Today we chat this week about optimism and how we can learn from the positive outlook of some well known historical figures.

During these uncertain times (COVID-19) it is easy to feel down and have a pessimistic attitude. BUT it is truly possible to change your outlook and choose the happy side! It may not change the challenges we face but the way we face them and how we choose to tackle them.

These 3 incredible people who have lived before us are the epitome of optimism… in unfortunate - even tragic - situations. Their words are wise and true.

NELSON MANDELA - South Africa’s first black president, Nobel Peace prize winner and anti-Apartheid icon.  Spent 27 years in prison.

“I am fundamentally an optimist. Whether that comes from nature or nurture, I cannot say. Part of being optimistic is keeping one’s head pointed toward the sun, one’s feet moving forward. There were many dark moments when my faith in humanity was sorely tested, but I would not and could not give myself up to despair. That way lays defeat and death.” – Nelson Mandela

“Everyone can rise above their circumstances and achieve success if they are dedicated to and passionate about what they do.” – Nelson Mandela

“Do not judge me by my successes, judge me by how many times I fell down and got back up again.” – Nelson Mandela

“When people are determined they can overcome anything.” – Nelson Mandela

ANNE FRANK – Diary of a Young Girl – She started her diary at the age of 13 while hiding from the Germans during WWII.  She hid for 2 years, writing all the while until she and her family were found and sent to Auschwitz…the infamous concentration/death camp.  She died before she was 16.  Her father, Otto, survived and published her diary.  

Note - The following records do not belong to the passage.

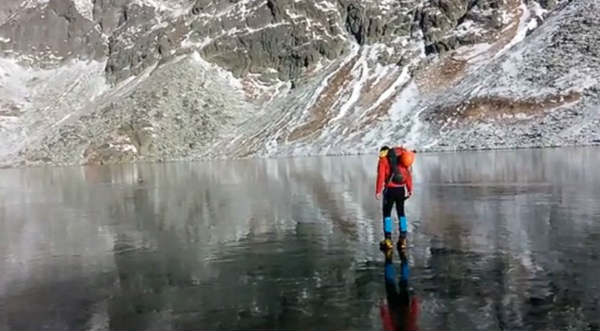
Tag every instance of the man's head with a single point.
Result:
(383, 151)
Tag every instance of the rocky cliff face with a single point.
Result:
(96, 81)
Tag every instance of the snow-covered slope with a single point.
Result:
(101, 81)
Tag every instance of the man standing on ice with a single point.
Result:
(394, 185)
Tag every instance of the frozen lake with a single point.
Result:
(498, 240)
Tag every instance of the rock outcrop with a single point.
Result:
(105, 81)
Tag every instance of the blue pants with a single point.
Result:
(391, 196)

“Think of all the beauty still left around you and be happy.” – Anne Frank

“I've found that there is always some beauty left -- in nature, sunshine, freedom, in yourself; these can all help you.” – Anne Frank

“I can’t imagine how anyone can say: ‘I’m weak’, and then remain so. After all, if you know it, why not fight against it, why not try to train your character?” – Anne Frank

“We all live with the objective of being happy; our lives are all different and yet the same.” – Anne Frank

HELEN KELLER – Author, activist and lecturer – Helen was left deaf, blind and mute as a result of an unknown illness at the age of 19 months. Her lifelong instructor and eventual companion, Anne Sullivan, taught Helen to communicate by spelling words with her hands, using sign language.  Helen couldn’t see, so she had to feel the hands of the person communicating with her.  The process was really difficult for her and as she recalls, she became extremely frustrated because she didn’t even know the words existed. 

On January 22, 1916, Keller and Sullivan traveled to the small town in Wisconsin to deliver a lecture at the Mabel Tainter Memorial Building. Details of her talk were provided in the weekly Dunn County News on January 22, 1916: 

A message of optimism, of hope, of good cheer, and of loving service was brought to Menomonie Saturday—a message that will linger long with those fortunate enough to have received it. 

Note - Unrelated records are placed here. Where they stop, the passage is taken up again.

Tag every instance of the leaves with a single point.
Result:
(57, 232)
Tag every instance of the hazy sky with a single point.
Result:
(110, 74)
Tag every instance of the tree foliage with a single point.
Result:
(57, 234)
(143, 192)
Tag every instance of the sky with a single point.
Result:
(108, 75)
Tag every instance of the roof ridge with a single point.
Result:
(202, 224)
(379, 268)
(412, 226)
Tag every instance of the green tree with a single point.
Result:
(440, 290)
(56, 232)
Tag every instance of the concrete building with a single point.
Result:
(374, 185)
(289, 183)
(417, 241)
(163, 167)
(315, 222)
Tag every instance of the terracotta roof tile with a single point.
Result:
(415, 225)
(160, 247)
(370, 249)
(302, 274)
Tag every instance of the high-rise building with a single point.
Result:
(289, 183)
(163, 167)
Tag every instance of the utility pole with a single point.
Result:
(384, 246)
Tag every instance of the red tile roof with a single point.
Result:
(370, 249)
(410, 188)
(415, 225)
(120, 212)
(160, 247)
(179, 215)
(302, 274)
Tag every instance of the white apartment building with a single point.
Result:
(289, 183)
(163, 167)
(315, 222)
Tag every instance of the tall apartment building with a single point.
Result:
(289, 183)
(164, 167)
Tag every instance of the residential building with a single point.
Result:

When part of the account was reprinted in the January 20, 2016 edition of the paper under the heading "From the Files", the column compiler added 

According to those who attended, Helen Keller spoke of the joy that life gave her. She was thankful for the abilities that she did possess and stated that the most productive pleasures she had were curiosity and imagination. Keller also spoke of the joy of service and the happiness that came from doing things for others ... Keller imparted that "helping your fellow men were one's only excuse for being in this world and in the doing of things to help one's fellows lay the secret of lasting happiness." She also told of the joys of loving work and accomplishment and the happiness of achievement. Although the entire lecture lasted only a little over an hour, the lecture had a profound impact on the audience. 

"When one door of happiness closes, another opens; but often we look so long at the closed door that we do not see the one which has been opened for us." – Helen Keller

"I take happiness very seriously. It is a creed, a philosophy and an objective." – Helen Keller

"Optimism is the faith that leads to achievement; nothing can be done without hope." – Helen Keller

"Keep your face to the sunshine and you cannot see the shadows." – Helen Keller

"Many of us delude ourselves with the thought that if we could stand in the lot of our more fortunate neighbor, we could live better, happier and more useful lives…It is my experience that unless we can succeed in our present position, we could not succeed in any other." – Helen Keller

“True happiness... is not attained through self-gratification, but through fidelity to a worthy purpose.” – Helen Keller

We hope this brings you a new optimistic outlook for life. We can do this!